In 1922, John Dewey, pragmatist philosopher and champion of Progressive education, wrote an article in The New Republic entitled “The American Intellectual Frontier.” The subject was William Jennings Bryan’s attack on evolution that would later culminate in the Scopes trial. The argument that Dewey made was not what you would think, however. Though he was most definitely part of the the Northeastern liberal establishment at the time, he did not dismiss Bryan’s attacks as indicative of rural ignorance.
Instead, he made the argument that while he disagreed with Bryan, liberals had to take him seriously because if they did not they were in danger of making liberalism high-brow. This would have the negative consequence of making liberalism a minority movement by definition and prevent the adoption of a their social program.

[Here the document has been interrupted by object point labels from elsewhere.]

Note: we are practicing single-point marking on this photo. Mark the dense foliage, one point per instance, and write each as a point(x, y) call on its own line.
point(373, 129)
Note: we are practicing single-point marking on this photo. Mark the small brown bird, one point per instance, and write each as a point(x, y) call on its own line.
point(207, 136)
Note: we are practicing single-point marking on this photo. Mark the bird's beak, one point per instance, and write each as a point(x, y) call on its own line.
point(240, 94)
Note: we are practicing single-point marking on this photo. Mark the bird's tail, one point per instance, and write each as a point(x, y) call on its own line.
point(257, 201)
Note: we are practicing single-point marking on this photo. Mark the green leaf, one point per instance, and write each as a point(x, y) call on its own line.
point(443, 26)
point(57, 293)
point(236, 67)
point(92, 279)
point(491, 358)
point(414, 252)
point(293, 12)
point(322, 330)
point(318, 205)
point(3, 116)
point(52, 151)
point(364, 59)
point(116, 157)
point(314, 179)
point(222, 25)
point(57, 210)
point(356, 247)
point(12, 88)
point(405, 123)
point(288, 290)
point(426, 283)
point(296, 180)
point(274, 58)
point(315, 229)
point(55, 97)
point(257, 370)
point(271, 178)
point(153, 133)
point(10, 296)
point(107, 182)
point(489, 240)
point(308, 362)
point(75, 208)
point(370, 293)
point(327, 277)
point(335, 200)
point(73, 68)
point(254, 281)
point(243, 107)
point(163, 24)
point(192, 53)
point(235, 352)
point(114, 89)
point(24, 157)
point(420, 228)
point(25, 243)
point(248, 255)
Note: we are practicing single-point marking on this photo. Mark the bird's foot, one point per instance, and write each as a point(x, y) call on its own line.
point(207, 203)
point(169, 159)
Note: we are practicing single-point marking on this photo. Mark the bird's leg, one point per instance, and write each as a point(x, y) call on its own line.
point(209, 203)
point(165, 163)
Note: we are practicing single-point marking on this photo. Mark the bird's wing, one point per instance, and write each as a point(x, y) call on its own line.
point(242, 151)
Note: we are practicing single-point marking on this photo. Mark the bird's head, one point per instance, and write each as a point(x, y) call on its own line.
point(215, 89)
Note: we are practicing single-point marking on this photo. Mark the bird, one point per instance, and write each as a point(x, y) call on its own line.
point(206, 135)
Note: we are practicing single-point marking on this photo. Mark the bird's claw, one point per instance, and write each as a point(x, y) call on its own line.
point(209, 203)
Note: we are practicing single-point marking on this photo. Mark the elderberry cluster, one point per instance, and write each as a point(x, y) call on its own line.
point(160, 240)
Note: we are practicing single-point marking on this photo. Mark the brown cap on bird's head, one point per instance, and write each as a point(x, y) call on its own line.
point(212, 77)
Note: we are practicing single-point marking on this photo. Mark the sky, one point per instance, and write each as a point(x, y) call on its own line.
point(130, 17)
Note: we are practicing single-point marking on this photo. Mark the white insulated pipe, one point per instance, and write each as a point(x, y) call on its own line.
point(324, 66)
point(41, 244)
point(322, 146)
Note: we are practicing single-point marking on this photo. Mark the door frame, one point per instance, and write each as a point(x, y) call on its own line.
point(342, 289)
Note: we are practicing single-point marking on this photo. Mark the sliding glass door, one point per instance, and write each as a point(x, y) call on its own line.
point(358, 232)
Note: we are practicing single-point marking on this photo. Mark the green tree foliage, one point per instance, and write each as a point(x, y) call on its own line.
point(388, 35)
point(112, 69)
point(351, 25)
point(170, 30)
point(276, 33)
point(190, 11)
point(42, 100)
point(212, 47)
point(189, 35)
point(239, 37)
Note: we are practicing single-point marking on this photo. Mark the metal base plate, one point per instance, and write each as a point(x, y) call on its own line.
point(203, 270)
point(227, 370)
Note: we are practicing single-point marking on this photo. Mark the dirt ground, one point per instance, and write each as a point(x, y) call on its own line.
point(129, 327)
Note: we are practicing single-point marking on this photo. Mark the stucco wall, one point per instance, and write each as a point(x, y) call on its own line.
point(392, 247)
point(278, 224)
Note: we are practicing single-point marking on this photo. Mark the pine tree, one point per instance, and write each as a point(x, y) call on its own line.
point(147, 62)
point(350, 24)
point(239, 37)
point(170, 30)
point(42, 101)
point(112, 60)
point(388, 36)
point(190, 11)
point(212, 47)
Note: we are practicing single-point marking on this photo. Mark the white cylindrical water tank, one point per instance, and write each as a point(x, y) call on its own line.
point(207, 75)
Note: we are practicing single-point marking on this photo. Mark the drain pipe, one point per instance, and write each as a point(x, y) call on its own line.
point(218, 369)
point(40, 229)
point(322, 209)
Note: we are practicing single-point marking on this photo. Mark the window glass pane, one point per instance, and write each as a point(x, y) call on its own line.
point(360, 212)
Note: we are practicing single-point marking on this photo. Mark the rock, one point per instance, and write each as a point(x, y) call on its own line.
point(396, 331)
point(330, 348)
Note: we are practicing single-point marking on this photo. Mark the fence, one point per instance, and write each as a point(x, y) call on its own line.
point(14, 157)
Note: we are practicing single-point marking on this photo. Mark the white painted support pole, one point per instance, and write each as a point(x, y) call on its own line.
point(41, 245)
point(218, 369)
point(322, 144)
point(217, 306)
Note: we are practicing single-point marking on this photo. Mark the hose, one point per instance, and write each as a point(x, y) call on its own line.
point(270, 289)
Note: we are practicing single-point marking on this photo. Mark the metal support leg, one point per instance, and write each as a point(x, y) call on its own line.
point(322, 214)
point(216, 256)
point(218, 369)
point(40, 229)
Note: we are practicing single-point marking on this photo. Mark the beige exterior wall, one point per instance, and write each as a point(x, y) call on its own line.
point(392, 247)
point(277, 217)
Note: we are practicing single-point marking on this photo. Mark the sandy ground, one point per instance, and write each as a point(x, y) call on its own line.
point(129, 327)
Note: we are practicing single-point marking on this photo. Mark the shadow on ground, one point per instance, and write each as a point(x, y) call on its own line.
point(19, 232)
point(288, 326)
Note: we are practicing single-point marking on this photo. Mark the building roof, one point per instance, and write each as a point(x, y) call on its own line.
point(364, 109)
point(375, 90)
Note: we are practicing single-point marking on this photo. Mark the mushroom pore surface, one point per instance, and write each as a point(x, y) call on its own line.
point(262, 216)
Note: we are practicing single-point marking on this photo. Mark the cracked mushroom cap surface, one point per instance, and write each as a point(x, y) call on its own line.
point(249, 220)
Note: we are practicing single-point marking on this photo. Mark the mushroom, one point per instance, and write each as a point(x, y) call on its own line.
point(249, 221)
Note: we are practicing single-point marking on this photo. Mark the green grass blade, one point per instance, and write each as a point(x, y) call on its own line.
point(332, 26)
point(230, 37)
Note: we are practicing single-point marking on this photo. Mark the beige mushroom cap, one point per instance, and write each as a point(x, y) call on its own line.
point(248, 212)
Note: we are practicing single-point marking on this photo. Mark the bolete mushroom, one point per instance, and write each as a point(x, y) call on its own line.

I want to talk about Dewey’s argument in detail because I think that it bears heavily on the current debate about evolution, atheism and religion. Specifically, I think that the current attempt to unify atheism and science is likely to make science high-brow. The likely consequence of this attempt, if successful, is to alienate the majority of the public from the scientific enterprise.
Since this is a long post, I have divided it into three parts. The first summarizes the current debate over “New Atheism.” The second discusses John Dewey’s argument in the “The American Intellectual Frontier.” The third applies his argument to the debate we are having today.
Atheism is once again on the march with the publication of several recent books such as Sam Harris’s Letter to a Christian Nation, Christopher Hitchens’s God Is Not Great, and Richard Dawkins’s The God Delusion. Many of these books take religious people to task not only for their denial of scientific premises such as evolution but for their faith per se.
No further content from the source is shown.